Karapace schema registry authorization

The schema registry authorization feature when enabled in Karapace schema registry allows you to authenticate the user, and control read or write access to the individual resources available in the Schema Registry. Authorization in Karapace is achieved by using Access Control Lists (ACLs). ACLs provide a way to achieve fine-grained access control for the resources in Karapace.

note

Karapace schema registry authorization is enabled on all Aiven for Apache Kafka® services.

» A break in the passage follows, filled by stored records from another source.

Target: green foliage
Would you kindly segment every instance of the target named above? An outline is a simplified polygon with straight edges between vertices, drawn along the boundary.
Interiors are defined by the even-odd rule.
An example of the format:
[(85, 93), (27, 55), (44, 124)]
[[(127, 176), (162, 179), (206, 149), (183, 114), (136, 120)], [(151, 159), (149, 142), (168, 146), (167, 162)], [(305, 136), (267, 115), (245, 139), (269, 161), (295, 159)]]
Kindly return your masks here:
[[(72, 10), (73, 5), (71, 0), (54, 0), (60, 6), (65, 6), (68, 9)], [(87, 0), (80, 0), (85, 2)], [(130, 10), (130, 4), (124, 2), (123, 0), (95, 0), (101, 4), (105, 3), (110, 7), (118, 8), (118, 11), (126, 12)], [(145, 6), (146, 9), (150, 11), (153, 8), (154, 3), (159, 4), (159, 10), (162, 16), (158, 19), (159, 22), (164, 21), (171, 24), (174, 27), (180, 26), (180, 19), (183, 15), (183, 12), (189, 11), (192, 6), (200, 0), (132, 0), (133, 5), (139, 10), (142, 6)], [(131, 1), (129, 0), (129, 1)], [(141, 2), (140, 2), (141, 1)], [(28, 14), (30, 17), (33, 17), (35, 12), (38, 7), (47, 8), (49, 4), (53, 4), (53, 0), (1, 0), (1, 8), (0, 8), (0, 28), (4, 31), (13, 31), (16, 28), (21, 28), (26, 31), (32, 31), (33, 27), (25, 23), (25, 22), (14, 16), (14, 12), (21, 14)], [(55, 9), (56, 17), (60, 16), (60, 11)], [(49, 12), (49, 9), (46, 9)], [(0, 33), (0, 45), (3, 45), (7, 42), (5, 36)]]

The exception is older services created before mid-2022, where the feature needs to be enabled.

Common use cases

Some of the common use cases for Karapace schema registry authorization include:

• Schemas as API contract among teams: Allow teams to leverage schemas as API contracts with other teams by providing read-only access to schemas in Schema Registry.
• Kafka as a communication broker with third parties: Allow conditional read-only access to schemas by third parties to establish Kafka topics as communication channels.
• Schema registration automated with CI/CD: Achieve automation of schema registration using Continuous Integration(CI) tools in such a way that add, update and delete operations on schemas is limited to the CI Tools. At the same time, the different applications are allowed read-only access to the schemas as needed.
• Segregated consumers of Schema Registry and REST Proxy: Limits the attack surface by segregating and limiting access to only what is required for the consumers of the Schema Registry and REST Proxy.